Last year, the all-conference quarterback was Kansas State’s Collin Klein. On the second team was West Virginia’s Geno Smith. Honorable mention went to Baylor’s Nick Florence and Oklahoma’s Landry Jones. All are gone.
Clint Chelf, J.W. Walsh, and Wes Lunt all started games at OSU last year. Lunt has transferred to Illinois. Chelf, the projected starter, is a senior. Supposedly more talented, Walsh is a sophomore.
At Oklahoma, Blake Bell and redshirt freshman Trevor Knight are competing. Playing behind Jones, Bell became a crowd favorite because of production in short-yardage formations. In two years, he has attempted 20 passes.
In Austin, David Ash is the acknowledged starter, but he was atrocious in a 42-point loss to hated Oklahoma and completed less than 50 percent in a loss to Kansas State. The Longhorns had to beat Oregon State in a bowl game to get to nine victories and there is speculation about how Texas might use Tyrone Swoopes, a 6-foot-4, 245-pound freshman who enrolled early and participated in spring drills.
The quarterback on the preseason all-conference team is TCU’s Casey Pachall, who has a back story that will resonate with Heisman Trophy voters if the Horned Frogs have a big year.
Very productive in 2011 when TCU was unbeaten in the Mountain West Conference, Pachall was brilliant in the first four games of 2012 before he was suspended from the team. He left school in October to enter an inpatient rehabilitation facility a few days after he was arrested on suspicion of drunken driving.
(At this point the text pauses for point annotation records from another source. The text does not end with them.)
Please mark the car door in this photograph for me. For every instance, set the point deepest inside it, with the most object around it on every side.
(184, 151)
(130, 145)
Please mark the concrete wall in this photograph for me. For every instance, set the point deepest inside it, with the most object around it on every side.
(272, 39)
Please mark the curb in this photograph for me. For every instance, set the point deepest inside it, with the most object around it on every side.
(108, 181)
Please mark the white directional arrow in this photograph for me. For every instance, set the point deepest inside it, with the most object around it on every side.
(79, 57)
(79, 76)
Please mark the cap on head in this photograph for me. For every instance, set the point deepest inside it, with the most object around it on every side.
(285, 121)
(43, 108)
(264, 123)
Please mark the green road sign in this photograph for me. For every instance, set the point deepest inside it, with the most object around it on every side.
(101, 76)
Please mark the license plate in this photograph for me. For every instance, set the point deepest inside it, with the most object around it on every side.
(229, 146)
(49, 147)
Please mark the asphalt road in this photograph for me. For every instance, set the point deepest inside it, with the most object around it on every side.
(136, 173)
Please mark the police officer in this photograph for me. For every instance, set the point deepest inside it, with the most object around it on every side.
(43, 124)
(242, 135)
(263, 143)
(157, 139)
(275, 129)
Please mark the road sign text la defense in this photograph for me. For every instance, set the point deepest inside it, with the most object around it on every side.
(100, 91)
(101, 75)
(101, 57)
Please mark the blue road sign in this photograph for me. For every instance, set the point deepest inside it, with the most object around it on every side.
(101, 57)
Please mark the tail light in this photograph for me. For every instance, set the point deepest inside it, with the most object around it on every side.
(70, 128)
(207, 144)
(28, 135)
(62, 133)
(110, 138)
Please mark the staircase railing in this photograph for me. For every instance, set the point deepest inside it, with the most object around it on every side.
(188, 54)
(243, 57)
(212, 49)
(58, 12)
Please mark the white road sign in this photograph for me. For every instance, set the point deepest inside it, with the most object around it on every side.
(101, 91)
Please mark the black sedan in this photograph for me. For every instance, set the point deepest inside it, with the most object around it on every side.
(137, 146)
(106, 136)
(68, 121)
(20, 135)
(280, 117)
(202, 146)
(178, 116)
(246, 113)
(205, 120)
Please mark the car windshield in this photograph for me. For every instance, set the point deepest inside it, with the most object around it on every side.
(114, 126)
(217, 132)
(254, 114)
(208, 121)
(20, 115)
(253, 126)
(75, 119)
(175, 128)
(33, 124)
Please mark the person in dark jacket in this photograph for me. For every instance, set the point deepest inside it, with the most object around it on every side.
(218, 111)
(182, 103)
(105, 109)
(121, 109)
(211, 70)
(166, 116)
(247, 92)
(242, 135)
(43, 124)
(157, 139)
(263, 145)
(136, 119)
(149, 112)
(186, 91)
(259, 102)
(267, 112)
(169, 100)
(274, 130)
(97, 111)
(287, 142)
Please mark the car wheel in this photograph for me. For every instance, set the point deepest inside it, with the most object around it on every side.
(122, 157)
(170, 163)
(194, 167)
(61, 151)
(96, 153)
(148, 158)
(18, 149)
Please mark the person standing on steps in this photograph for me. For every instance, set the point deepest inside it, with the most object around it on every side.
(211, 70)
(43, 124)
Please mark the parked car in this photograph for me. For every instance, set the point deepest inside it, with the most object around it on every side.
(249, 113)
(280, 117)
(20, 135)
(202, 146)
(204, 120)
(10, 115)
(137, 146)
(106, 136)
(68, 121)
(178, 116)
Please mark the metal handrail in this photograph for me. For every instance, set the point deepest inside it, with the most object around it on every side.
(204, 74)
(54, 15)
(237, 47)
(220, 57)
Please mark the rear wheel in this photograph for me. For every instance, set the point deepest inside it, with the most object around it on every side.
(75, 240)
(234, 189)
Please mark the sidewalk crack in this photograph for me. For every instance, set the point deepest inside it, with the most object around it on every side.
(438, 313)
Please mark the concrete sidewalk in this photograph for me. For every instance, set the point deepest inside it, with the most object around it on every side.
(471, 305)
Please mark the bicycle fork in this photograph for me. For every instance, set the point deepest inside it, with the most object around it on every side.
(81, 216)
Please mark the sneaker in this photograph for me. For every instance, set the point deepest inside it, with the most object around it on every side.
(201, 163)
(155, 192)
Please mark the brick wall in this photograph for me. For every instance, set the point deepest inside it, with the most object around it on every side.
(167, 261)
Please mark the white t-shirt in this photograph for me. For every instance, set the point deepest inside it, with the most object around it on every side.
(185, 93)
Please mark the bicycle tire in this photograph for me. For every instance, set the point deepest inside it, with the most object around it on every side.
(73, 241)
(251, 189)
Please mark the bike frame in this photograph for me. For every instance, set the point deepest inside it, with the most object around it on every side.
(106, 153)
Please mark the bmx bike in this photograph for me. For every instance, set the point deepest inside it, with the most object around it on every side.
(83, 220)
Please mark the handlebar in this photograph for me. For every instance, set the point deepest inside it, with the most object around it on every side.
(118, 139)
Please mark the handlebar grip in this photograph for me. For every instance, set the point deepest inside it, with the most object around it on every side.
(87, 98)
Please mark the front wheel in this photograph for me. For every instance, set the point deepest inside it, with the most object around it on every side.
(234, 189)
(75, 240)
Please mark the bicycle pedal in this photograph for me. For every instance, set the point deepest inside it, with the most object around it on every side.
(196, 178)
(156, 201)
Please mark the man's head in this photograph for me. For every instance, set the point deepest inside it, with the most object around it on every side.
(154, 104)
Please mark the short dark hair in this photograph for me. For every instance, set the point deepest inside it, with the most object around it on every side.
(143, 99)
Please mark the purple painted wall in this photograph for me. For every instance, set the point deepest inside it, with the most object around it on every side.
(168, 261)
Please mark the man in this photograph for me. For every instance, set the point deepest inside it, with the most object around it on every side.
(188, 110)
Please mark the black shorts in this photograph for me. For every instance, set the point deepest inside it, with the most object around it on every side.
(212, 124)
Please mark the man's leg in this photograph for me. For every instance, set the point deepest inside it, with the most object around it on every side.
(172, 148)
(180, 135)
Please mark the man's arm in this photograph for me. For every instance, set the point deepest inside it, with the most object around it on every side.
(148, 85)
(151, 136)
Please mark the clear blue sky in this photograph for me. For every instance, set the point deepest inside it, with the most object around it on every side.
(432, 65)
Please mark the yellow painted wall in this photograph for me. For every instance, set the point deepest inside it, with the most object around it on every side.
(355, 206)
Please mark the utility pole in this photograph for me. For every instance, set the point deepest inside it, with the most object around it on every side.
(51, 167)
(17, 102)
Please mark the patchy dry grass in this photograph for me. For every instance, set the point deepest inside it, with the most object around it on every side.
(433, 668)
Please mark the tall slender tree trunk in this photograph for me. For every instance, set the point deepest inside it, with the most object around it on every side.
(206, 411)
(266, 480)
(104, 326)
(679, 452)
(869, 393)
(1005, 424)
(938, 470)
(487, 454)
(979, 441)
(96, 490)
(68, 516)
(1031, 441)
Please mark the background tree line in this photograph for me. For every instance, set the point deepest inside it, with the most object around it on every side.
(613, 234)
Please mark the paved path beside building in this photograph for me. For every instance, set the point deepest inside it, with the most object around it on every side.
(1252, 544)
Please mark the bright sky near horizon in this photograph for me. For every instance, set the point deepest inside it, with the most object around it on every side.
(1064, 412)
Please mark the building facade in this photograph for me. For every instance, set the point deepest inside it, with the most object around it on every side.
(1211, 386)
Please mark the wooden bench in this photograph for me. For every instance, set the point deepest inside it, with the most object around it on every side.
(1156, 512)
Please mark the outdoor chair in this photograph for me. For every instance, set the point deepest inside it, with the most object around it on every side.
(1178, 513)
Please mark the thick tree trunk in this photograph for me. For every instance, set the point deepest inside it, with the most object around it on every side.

The arrest came eight months after he told police he smoked marijuana and failed a team-administered drug test, a revelation made public in a police report.
TCU coach Gary Patterson responded to the report by saying that Pachall was not suspended earlier because he had completed drug and alcohol counseling mandated by the school.
Counting on Pachall is risky, but the situation is ripe for him to succeed. He will get help from a defense that is always sound under Dick Bumpas. Opening against LSU on Aug. 31, Pachall and the Frogs have an immediate opportunity to crash the national conversation.
For somebody who likes longshots, what are the odds on a parlay of TCU winning the Big 12 and Pachall winning the Heisman?
Harry King is sports columnist for Stephens Media’s Arkansas News Bureau.